We could probably thread this flag through by (ab)using the array-flags
that PyArray_FromAny allows passing.

@jorisvandenbossche I am thinking about something like this to fix the issue. But its fairly annoying, at least unless we aim to make this a full new keyword argument to np.array as well (or similar)...

@numpy/numpy We had discussed a few times to add something like np.array(..., dtype="allow_object"). This is practically that, and I can make it work (the code organization isn't pretty, but most of it is due to the FutureWarning).

…i private) This reorganizes promotion during array-coercion to allow flagging for an object fallback mode. Here only "exposed" through: np.core._multiarray_umath._discover_array_parameters( [1, "2"], object_fallback=True) Note that as of now, it is a bit stricter then previously. The object fallback actually hides fewer errors, not more! (e.g. say promotion fails for two different structured voids, or datetimes). But that would be trivial to allow for now... We could probably thread this flag through by (ab)using the array-flags that `PyArray_FromAny` allows passing.

mhvk

Looks good! A small comment is that it might make sense to use npy_bool object_fallback everywhere instead of switching between int and bool - calls with npy_false immediately make clear that it is a bool being pass around.

p.s. Not sure whether the coverage misses are false positives, but obviously would be good to ensure the added code is covered!

mhvk · 2021-05-26T13:42:05Z

numpy/core/src/multiarray/common_dtype.c

@@ -35,13 +72,19 @@
 *
 * TODO: Before exposure, we should review the return value (e.g. no error
 *       when no common DType is found).
+ *       Further, the `object_fallback` is probably only useful for the


If you are fairly sure that in some places this will no longer be needed after the string deprecation, maybe be more explicit about it, otherwise in all likelihood this will stay around for much longer than needed!
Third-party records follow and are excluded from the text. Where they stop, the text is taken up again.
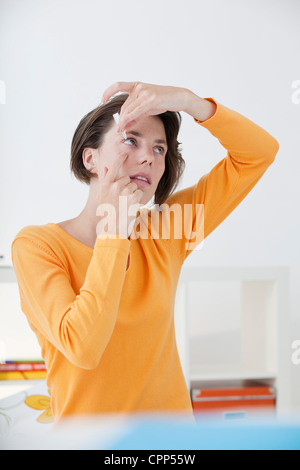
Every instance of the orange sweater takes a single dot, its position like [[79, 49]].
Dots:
[[106, 333]]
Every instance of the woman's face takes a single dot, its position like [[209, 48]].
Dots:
[[146, 146]]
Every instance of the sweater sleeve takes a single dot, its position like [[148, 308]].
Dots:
[[250, 151], [79, 326]]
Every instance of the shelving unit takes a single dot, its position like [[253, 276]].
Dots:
[[258, 348]]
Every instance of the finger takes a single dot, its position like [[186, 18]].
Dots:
[[116, 88], [132, 116], [114, 168]]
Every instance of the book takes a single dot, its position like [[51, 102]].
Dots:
[[237, 402]]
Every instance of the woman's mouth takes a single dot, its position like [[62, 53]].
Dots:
[[140, 180]]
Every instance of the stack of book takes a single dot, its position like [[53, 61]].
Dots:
[[232, 402], [23, 370]]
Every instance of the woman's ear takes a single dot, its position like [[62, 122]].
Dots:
[[89, 160]]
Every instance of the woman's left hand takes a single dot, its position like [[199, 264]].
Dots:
[[146, 100]]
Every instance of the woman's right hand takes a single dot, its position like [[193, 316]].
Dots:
[[118, 201]]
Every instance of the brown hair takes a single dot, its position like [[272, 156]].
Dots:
[[93, 127]]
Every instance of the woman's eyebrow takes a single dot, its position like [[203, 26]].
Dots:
[[138, 134]]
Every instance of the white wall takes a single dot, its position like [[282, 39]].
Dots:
[[58, 56]]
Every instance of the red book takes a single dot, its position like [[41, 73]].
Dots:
[[230, 401]]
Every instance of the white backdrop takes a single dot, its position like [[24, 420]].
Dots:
[[58, 56]]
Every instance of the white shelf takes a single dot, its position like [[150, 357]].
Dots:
[[260, 342]]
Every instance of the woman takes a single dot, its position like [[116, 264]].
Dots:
[[98, 294]]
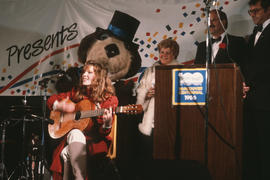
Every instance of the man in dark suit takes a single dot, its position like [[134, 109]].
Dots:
[[258, 97], [224, 48]]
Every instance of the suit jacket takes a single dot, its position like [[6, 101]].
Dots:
[[258, 71], [233, 52]]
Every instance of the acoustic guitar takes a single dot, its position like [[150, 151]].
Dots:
[[84, 111]]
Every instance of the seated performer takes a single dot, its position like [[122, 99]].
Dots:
[[71, 157]]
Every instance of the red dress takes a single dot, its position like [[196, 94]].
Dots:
[[98, 142]]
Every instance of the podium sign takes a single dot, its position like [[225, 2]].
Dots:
[[179, 131], [189, 86]]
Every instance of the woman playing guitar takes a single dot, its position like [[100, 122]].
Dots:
[[90, 136]]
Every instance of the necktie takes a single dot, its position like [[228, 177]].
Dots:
[[215, 40], [257, 28]]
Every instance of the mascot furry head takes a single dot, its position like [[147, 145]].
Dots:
[[113, 47]]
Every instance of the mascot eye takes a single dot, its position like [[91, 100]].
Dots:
[[103, 36], [111, 50]]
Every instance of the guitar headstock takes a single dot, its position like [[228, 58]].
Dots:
[[131, 109]]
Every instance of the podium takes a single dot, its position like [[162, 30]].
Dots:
[[179, 131]]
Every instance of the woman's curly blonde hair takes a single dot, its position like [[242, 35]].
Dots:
[[101, 87]]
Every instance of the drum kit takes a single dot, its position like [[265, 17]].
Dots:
[[32, 164], [28, 167]]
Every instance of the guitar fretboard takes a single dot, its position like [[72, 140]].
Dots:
[[97, 112]]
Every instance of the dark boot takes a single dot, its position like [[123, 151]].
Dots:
[[78, 160]]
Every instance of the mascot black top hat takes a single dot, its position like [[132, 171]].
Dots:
[[123, 26]]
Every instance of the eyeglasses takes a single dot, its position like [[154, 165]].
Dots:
[[254, 11]]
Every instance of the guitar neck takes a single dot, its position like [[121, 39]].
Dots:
[[94, 113]]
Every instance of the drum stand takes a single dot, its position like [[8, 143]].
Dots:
[[42, 164], [3, 171], [22, 172]]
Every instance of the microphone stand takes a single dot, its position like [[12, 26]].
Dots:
[[208, 60]]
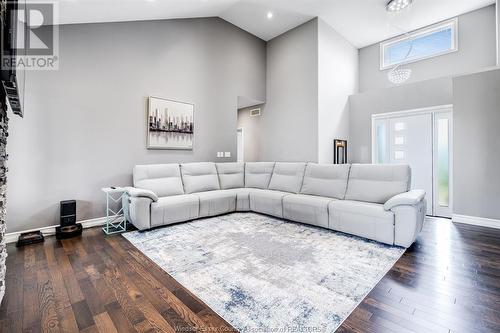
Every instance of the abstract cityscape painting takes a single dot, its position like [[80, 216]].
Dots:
[[170, 124]]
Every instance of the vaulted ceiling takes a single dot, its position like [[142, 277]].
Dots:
[[362, 22]]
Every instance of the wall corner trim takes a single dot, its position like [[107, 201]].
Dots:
[[51, 230], [475, 220]]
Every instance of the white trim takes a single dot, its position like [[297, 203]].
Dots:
[[413, 112], [240, 129], [433, 111], [453, 23], [476, 220], [437, 209], [12, 237]]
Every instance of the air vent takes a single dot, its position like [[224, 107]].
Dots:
[[255, 112]]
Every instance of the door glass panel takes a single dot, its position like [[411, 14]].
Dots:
[[400, 126], [381, 137], [443, 163], [399, 155]]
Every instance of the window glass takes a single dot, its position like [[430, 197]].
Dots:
[[422, 44]]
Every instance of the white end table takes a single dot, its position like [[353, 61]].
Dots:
[[116, 222]]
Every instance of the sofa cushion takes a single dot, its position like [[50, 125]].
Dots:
[[267, 202], [258, 174], [377, 183], [363, 219], [218, 202], [163, 179], [231, 175], [173, 209], [326, 180], [287, 177], [308, 209], [242, 198], [199, 177]]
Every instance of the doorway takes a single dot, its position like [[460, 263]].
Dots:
[[240, 148], [423, 139]]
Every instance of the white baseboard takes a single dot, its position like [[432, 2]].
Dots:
[[474, 220], [50, 230]]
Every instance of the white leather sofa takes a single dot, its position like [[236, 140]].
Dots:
[[371, 201]]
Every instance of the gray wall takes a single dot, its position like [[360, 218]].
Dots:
[[251, 133], [498, 31], [338, 79], [406, 97], [85, 124], [476, 160], [289, 123], [477, 49]]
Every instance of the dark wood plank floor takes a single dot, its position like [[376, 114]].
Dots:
[[448, 281]]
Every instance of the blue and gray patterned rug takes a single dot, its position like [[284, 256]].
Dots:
[[263, 274]]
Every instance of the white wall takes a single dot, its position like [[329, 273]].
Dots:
[[477, 49], [85, 124], [338, 78], [251, 133], [406, 97], [289, 123], [476, 156]]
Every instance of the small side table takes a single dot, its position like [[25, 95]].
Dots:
[[116, 222]]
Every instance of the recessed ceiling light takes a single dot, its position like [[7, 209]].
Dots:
[[397, 5]]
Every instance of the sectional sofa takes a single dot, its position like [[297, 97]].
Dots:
[[371, 201]]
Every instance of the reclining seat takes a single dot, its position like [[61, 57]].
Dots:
[[363, 212], [158, 197], [323, 183], [286, 179], [232, 180], [202, 180]]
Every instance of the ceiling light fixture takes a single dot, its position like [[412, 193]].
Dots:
[[397, 5]]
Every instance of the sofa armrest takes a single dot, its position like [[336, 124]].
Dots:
[[410, 198], [141, 193]]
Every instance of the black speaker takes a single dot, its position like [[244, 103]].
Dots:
[[68, 212]]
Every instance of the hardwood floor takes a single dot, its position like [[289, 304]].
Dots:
[[448, 281]]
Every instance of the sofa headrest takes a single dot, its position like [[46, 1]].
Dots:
[[326, 180], [377, 183], [231, 175], [199, 177], [163, 179], [287, 177], [258, 174]]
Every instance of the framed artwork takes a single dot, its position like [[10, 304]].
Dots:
[[339, 151], [170, 124]]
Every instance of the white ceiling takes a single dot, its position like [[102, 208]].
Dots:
[[362, 22]]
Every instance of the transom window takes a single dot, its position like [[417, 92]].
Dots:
[[422, 44]]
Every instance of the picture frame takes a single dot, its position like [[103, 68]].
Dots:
[[170, 124]]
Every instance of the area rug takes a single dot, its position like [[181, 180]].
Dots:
[[263, 274]]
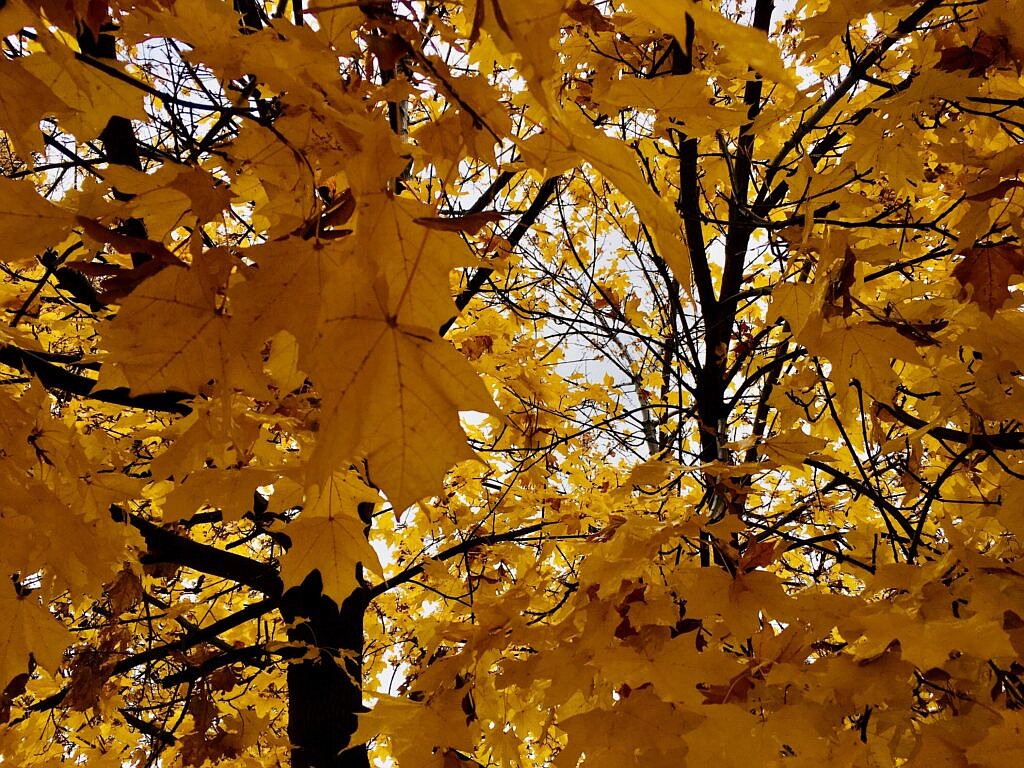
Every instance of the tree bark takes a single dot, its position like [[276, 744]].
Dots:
[[325, 693]]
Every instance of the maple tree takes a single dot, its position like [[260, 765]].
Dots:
[[511, 383]]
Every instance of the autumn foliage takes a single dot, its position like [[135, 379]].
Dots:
[[511, 383]]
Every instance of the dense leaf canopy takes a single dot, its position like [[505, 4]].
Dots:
[[511, 383]]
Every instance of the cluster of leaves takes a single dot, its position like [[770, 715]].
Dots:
[[511, 383]]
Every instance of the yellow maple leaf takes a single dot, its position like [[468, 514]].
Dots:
[[29, 223], [27, 628]]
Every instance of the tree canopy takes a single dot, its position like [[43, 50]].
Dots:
[[511, 383]]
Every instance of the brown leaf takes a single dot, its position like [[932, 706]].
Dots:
[[985, 274], [589, 15], [988, 50], [998, 192], [471, 222]]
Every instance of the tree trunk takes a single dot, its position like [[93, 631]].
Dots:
[[325, 694]]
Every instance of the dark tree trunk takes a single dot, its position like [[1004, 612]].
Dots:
[[325, 694]]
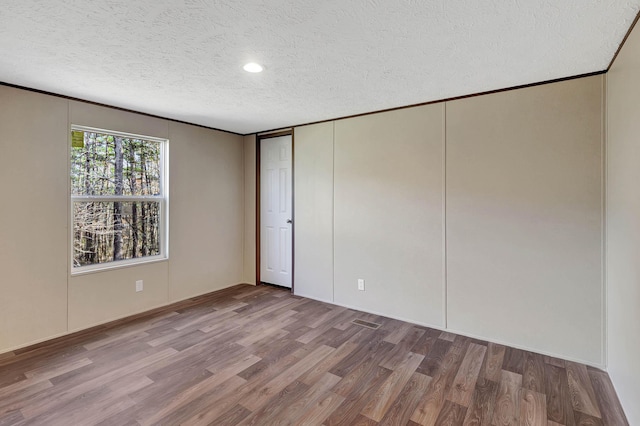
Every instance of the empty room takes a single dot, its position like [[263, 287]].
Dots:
[[319, 212]]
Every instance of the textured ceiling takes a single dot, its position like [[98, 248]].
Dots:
[[323, 59]]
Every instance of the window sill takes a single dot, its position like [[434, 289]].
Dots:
[[105, 267]]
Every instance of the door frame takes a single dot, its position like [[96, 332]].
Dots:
[[259, 139]]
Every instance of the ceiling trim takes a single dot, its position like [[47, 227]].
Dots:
[[624, 40], [489, 92], [71, 98]]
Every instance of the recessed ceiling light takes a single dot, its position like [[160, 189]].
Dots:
[[253, 67]]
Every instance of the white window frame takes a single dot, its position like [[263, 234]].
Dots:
[[163, 199]]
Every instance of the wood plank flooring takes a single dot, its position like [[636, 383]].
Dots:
[[261, 356]]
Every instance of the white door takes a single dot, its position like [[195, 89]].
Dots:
[[275, 211]]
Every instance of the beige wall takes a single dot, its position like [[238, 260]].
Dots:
[[33, 230], [249, 246], [524, 218], [388, 213], [207, 205], [313, 215], [40, 297], [623, 225]]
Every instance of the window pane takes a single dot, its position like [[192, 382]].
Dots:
[[113, 165], [109, 231]]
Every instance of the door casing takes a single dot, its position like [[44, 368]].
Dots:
[[259, 138]]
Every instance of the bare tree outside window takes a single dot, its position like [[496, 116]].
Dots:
[[117, 197]]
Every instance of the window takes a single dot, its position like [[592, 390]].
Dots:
[[118, 198]]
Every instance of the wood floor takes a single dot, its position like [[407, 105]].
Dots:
[[260, 356]]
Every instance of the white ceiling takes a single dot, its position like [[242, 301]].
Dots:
[[323, 59]]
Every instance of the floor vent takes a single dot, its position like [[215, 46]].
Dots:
[[363, 323]]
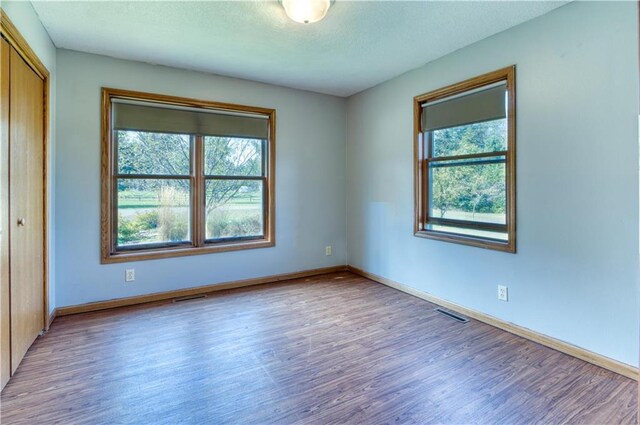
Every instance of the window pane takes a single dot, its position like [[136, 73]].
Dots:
[[488, 136], [153, 211], [234, 209], [468, 192], [153, 153], [231, 156]]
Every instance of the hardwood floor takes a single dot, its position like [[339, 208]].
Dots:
[[329, 349]]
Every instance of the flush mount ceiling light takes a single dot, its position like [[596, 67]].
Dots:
[[306, 11]]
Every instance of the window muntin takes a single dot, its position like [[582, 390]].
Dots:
[[188, 176], [465, 144]]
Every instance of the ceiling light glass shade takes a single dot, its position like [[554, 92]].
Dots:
[[306, 11]]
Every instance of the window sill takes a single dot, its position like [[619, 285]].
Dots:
[[154, 254], [508, 246]]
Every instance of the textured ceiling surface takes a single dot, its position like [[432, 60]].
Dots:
[[358, 45]]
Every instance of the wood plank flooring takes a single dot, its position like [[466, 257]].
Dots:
[[330, 349]]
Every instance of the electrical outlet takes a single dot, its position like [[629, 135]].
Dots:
[[129, 275], [503, 293]]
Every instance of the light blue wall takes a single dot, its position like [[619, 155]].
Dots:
[[27, 22], [310, 181], [574, 276]]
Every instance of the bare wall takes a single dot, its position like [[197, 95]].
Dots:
[[574, 276]]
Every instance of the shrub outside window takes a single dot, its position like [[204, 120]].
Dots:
[[465, 162], [184, 176]]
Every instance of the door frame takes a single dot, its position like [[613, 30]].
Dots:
[[18, 42]]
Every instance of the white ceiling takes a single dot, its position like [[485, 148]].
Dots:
[[358, 45]]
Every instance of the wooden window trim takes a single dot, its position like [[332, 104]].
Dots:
[[422, 157], [199, 244]]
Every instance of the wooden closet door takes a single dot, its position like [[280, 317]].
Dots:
[[26, 210], [5, 347]]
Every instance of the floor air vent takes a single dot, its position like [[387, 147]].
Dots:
[[189, 298], [452, 315]]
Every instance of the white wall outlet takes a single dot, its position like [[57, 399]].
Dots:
[[503, 293], [130, 275]]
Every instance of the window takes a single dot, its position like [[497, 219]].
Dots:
[[183, 176], [465, 162]]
mhvk · 2021-05-26T13:42:55Z

numpy/core/src/multiarray/convert_datatype.c

+ * when no common DType is found.  This is currently only needed for the
+ * string and number promotion deprecation!
+ *
+ * TODO: After this deprecation is over, the `object_fallback` may well be


Would be best if this could just change from "may well be useless!" to "should be removed"

seberg · 2021-05-26T23:12:07Z

On this one, Matti suggested in the meeting (if I got it right), that we could make the parameter-discovery function public but not the flag: I.e. the function would always use the object-fallback "future" behaviour.
I am unsure how much that helps pandas right now. (We also have to duplicate some work. Even if we assign to the empty, allocated array – but maybe that doesn't matter too much.)

Or we allow this flag in np.array() – maybe even only semi-public for transition!? Matti doesn't like this, I can't say I like it much, but:

It was previously brought up (I could never find the issue with the discussion)
I may dislike messing with warning states even more. (Unless we make it permantent, it is not a solution for end-users, but rather meant only as a workaround for pandas. End-users are expected to know what dtype they want, and in general we would be optimistic that few pandas users actually need this – or we also need to delay the change itself in any case.)

The alternative, or parallel(?) question is what to do about the deprecation:

We could delay the deprecation: I am not too fond of it, since string promotion is bound to create annoying corner cases once we get string ufuncs, but 🤷. Unless we are planning to just skip the deprecation now or in the next release.

Maybe as an example of where this oddity can strike:

np.array(["1", "2"]).searchsorted(2)  # same as `.searchsorted("2")`

(Which currently would gives a FutureWarning. Oddly, it seems it would actually work in the "future" path)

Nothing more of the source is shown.